Voté mercredi par les sénateurs dans le cadre du projet de loi sur l’école de la confiance, l’amendement 100 - pas définitif - prévoit d’interdire le port de signes religieux aux parents accompagnateurs des sorties scolaires. Le rapporteur général de l’Observatoire de la laïcité, Nicolas Cadène, remet la mesure dans son contexte
Que prévoit le droit aujourd’hui ?
Dans l’état actuel des textes, seules les personnes qui exercent une mission de service public sont tenues au devoir de neutralité. Mais cela ne concerne pas les parents d’élèves accompagnateurs.
Pourtant, les sénateurs, à l’origine de l’amendement, disent avoir voulu combler un vide juridique…

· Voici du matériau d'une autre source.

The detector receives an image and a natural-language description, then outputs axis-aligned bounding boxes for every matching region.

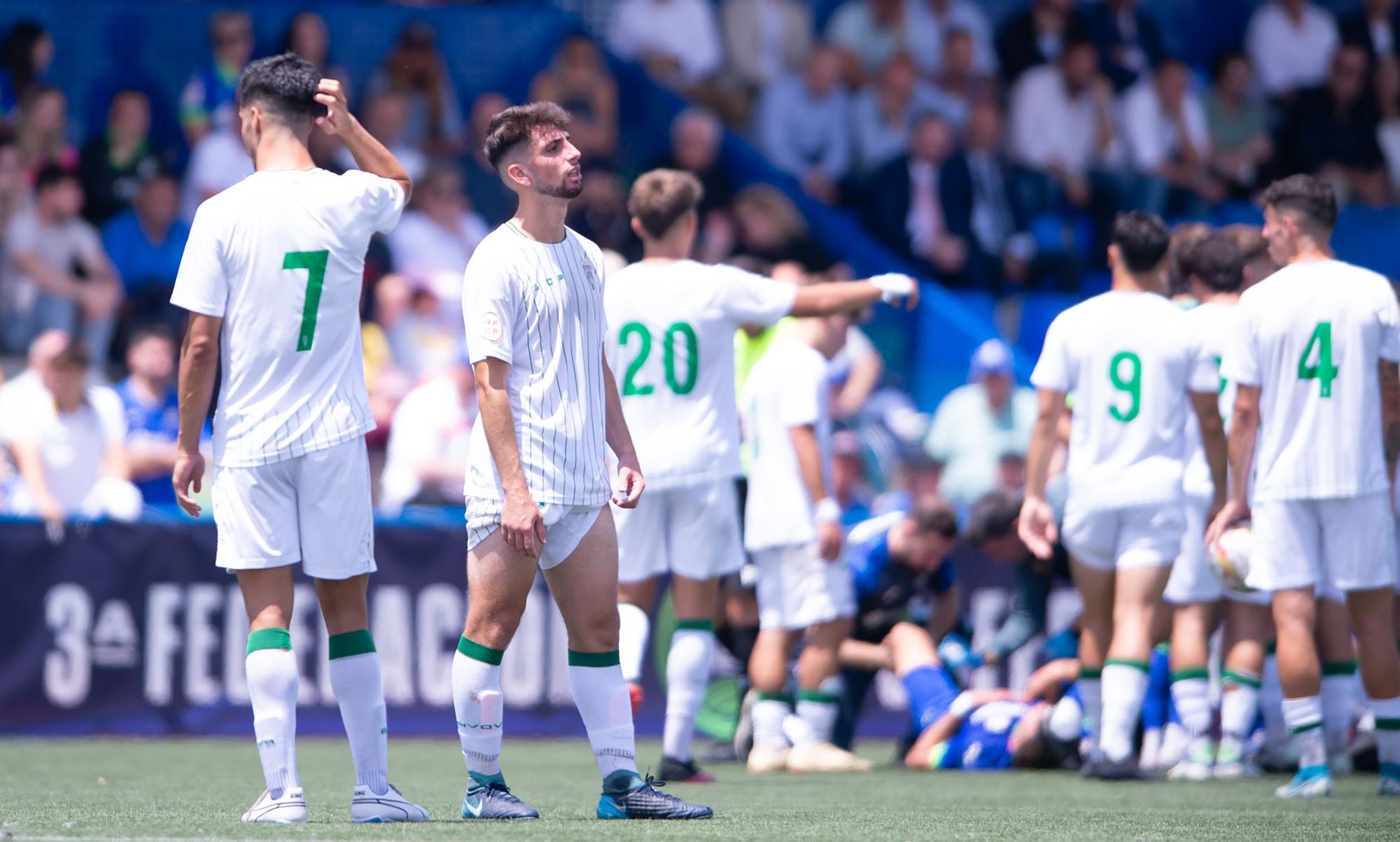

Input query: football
[1208,520,1254,593]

De fait, non, il n’y a pas de vide juridique. Le Conseil d’Etat a été très explicite dans son étude du 19 décembre 2013. Il est précisé que les parents accompagnateurs, bénévoles, ne sont pas soumis à la neutralité. Deux exceptions : la perturbation au bon fonctionnement de la sortie scolaire, ou un trouble à l’ordre public.
Dans l’exposé des motifs, les sénateurs revendiquent que «le temps scolaire doit demeurer un espace où aucun signe religieux ostentatoire ne doit être exposé aux élèves». Qu’en dites-vous ?
Cette formulation surprend, notamment l'emploi du terme «ostentatoire» qui a été confondu, de toute évidence, avec «ostensible». Le sens juridique n'est pas du tout le même. Comme l'a rappelé le Conseil d'Etat, «ostentatoire» suppose que le port du signe religieux soit accompagné d'un comportement prosélyte, et donc de paroles, écrits ou actes. Ce qui, de fait, est déjà interdit à l'école et pour les parents accompagnateurs de sorties scolaires. En l'occurrence, les sénateurs à l'origine de cet amendement cherchent à interdire le simple fait de porter un signe religieux «visible» au-delà de tout prosélytisme.
Dans l’hémicycle, l’opposition sénatoriale s’est élevée contre une mesure idéologique créant des problèmes là où il n’y en a pas. Et surtout, de nature à fragiliser les enfants de quartiers défavorisés…
Comme cela a été dit par des sénateurs, en raison d’une insuffisante mixité sociale, la crainte peut être émise que cette mesure législative, si elle était adoptée, aboutisse à quasiment priver ces établissements de sorties scolaires.